| I believe we just have a rather different approach here. "Have you tested how the system behaves when the underlying instances have a sustained CPU spike?" Since dedicated boxes are cheap, I'd just buy 5x the CPU resources that I reasonably need and call it a day. If there ever is a more than 5x traffic spike, then docker will prevent it from being a noisy neighbor, so the affected services will just become slower than usual. But even a 10x traffic multiplier would just produce a 2x slowdown, which should be tolerable for most users. I agree that on clouds you want to save costs by only booking what you need. But bare metal, you can usually afford to keep spare capacity around all the time. As such, I wouldn't plan for the system to behave well under stress. I'd try to always have enough resources around so that stress never happens.

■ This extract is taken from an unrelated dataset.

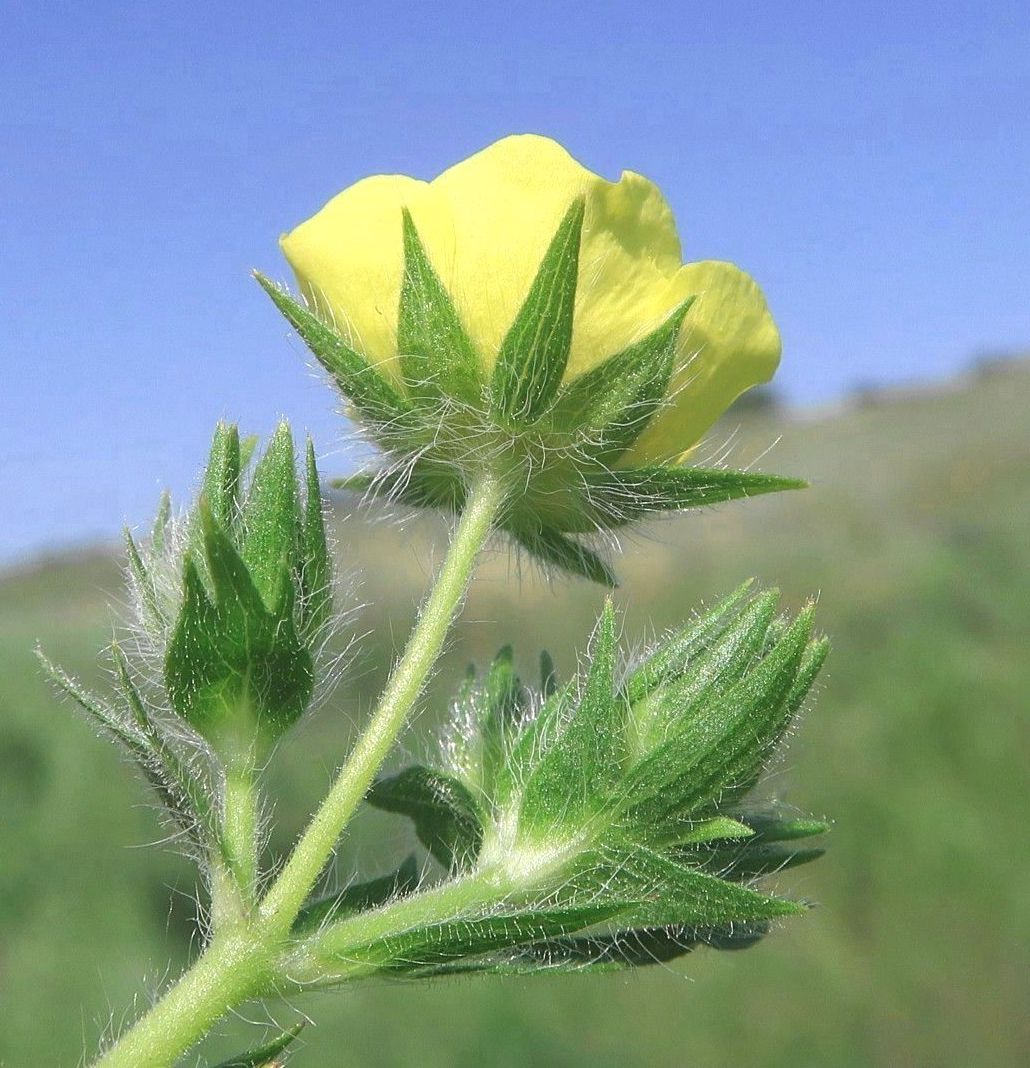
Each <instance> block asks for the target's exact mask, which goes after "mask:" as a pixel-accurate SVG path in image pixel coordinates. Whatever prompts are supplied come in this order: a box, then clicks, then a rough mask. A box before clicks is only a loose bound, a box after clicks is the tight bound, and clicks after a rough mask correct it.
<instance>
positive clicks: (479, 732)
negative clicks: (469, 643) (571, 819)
mask: <svg viewBox="0 0 1030 1068" xmlns="http://www.w3.org/2000/svg"><path fill="white" fill-rule="evenodd" d="M524 702H525V694H524V692H522V687H521V682H520V680H519V678H518V675H517V674H516V673H515V660H514V654H513V651H512V647H511V646H510V645H506V646H504V648H502V649H501V650H500V651H499V653H498V654H497V656H496V657H495V658H494V660H493V661H491V662H490V665H489V668H488V669H487V670H486V672H485V674H484V676H483V678H482V679H477V677H475V673H474V669H471V668H470V670H469V674H468V675H467V676H466V681H465V685H464V686H463V687H462V692H461V693H459V695H458V698H457V701H456V702H455V705H454V714H455V718H456V724H455V729H453V731H452V733H451V736H450V739H449V744H448V764H449V766H450V767H451V768H452V770H453V771H454V772H455V774H457V776H458V778H459V779H461V780H462V781H463V782H464V783H465V785H466V786H468V787H469V789H470V790H471V791H472V794H473V795H475V796H478V797H483V798H486V799H488V798H490V797H493V792H494V781H495V778H496V775H497V773H498V771H499V770H500V769H501V767H502V766H503V764H504V760H505V756H506V749H508V743H509V741H510V740H511V738H512V737H513V734H514V731H515V728H516V727H517V725H518V723H519V721H520V719H521V716H522V713H524V711H525V706H524Z"/></svg>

At the end of the day, this seems like a developer time vs. resource costs trade-off and for most companies, developers are sparse and resources are plentiful, so they'll have a very different trade-off from big FAANG companies. "For example, is auto-scaling set up, and does it behave as expected?" If your system is usually 90% idle, I wonder if you'll ever need that auto-scaling. Also, I'd say my customers can endure it if page load time goes up from 100ms to 200ms. So in my opinion, there is little need for auto-scaling for most companies. |
You didn't really address this question, you addressed a different question, which is a traffic spike.
>Also, I'd say my customers can endure it if page load time goes up from 100ms to 200ms. So in my opinion, there is little need for auto-scaling for most companies.
100ms to 200ms average? What about the tail? Your app might go from P99 - 500ms to P95 - timeout. That's when you'll lose customers.